La toute première définition (1996) la présente comme “un mal-être identitaire dans un contexte de bouleversements environnementaux ». Être éco-anxieux, ce serait ressentir une peur persistante face au changements brutaux écologiques qui s’annoncent. Toutefois, la plupart des spécialistes aujourd’hui s’accordent à dire que le terme d’anxiété n’est pas si juste. Il évoque un état troublé, lié à une pathologie (que l’on serait tenter de soigner avec des pilules, alors qu’il s’agit de prendre soin du monde).
Or, les « éco-anxieux » ne sont pas des gens malades. Ce sont des gens lucides ! Lucides, sur les crises climatiques et sociétales que nous traversons. Lucides, sur les conséquences de celles-ci (cf. les différents rapports du GIEC/IPBES). Les éco-anxieux sont sensibles au monde qui les entoure et perçoivent les problématiques de climat de façon systémique. Autrement dit, ils comprennent que le problème est complexe et enchevêtré. Pour mieux comprendre, je vous invite à vivre une Fresque du climat.
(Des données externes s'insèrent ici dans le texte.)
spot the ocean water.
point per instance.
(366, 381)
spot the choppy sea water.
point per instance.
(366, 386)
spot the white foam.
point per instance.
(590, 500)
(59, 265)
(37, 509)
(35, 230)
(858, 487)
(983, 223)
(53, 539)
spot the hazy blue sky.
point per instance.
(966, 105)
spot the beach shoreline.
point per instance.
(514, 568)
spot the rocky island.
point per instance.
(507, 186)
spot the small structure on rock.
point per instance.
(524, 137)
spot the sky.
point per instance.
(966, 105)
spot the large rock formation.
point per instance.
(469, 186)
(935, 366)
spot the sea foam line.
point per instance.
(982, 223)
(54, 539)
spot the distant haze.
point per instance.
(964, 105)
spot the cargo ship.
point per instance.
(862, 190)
“Ce n’est pas un signe de bonne santé mentale que d’être bien adapté à une société malade.” Jiddu Krishnamurti, penseur indien
Je préfère donc vous parler d’éco-lucidité. Quelle que soit la terminologie employée, l’idée à retenir est surtout que : face à la menace des transformations écologiques et sociales à venir, s’instaure une peur, souvent accompagnée d’une crise existentielle (aussi appelée perte de sens). Cette peur peut, c’est d’ailleurs souvent le cas, générer un sentiment d’impuissance, d’incapacité à agir.
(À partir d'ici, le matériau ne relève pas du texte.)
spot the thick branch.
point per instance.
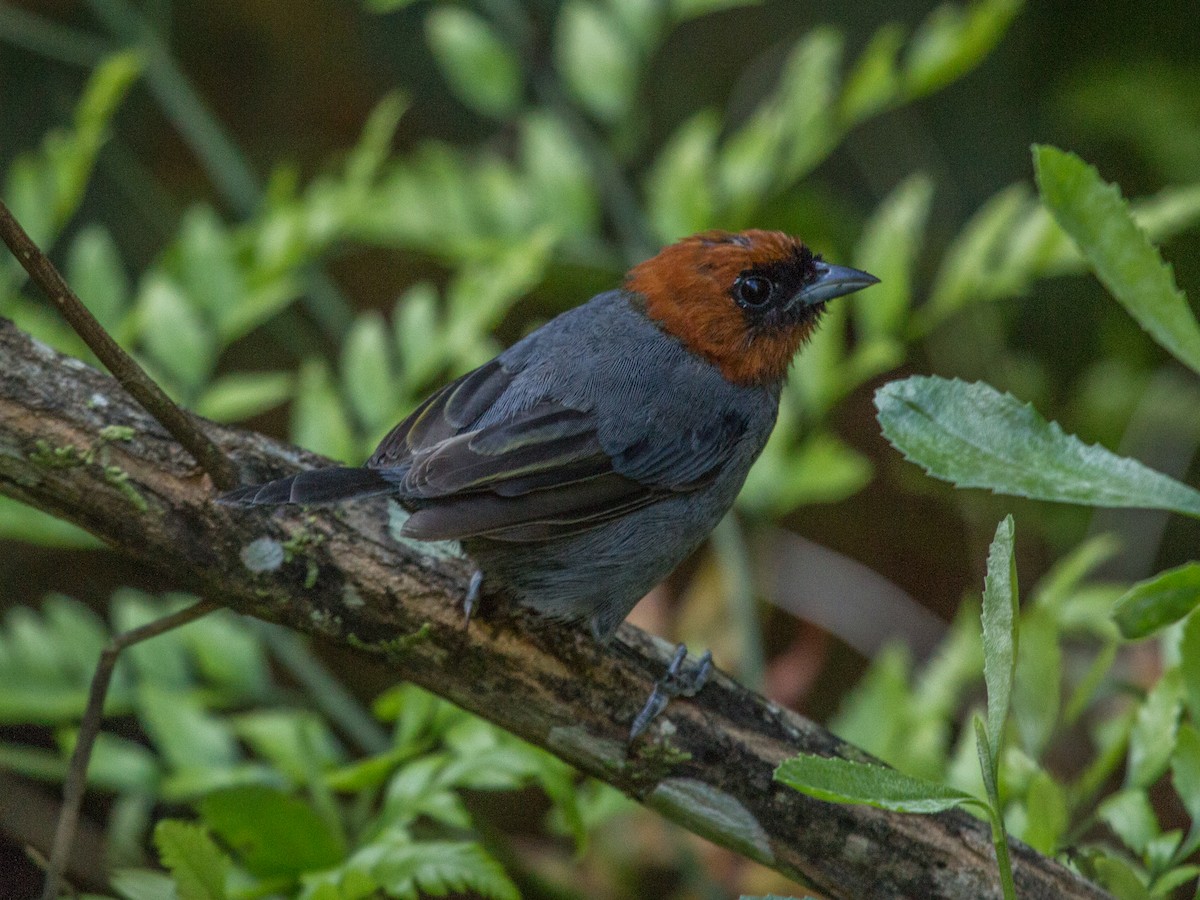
(72, 443)
(131, 376)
Et quand dans nos jobs, l’impaxiété prend le dessus…
Dans mon travail de coach, j’ai pu observer des situations qui présentaient ces caractéristiques :
- un sentiment de détresse, de désespoir ou d’impuissance
- lié aux enjeux climat et sociaux
- qui empêche la compréhension
- qui pousse à fuir ou éviter la situation
- qui enlève toute raison d’agir
- qui crée le sentiment de ne pas pouvoir faire face, de n’avoir aucun impact.
J’ai appelé ce phénomène l’impaxiété (impact + anxiété). Et c’est précisément là que je mets beaucoup d’énergie dans mes interventions. Comment redonner de l’espoir, de l’envie et de la capacité à agir, aux individus et aux équipes, malgré l’éco-lucidité ressentie ? Ce n’est pas évident, et je n’ai pas toutes les réponses.
La démarche est à la fois empirique, sur-mesure, et s’appuie le plus possible sur des recherches et avancées dans divers domaines (neurosciences, psychologie, conduite du changement, psychologie-sociale, éducation positive…). Je commence à repérer de grands schémas et vous en partage une courte synthèse, dans l’espoir que cela vous donne des pistes pour gagner en sérénité.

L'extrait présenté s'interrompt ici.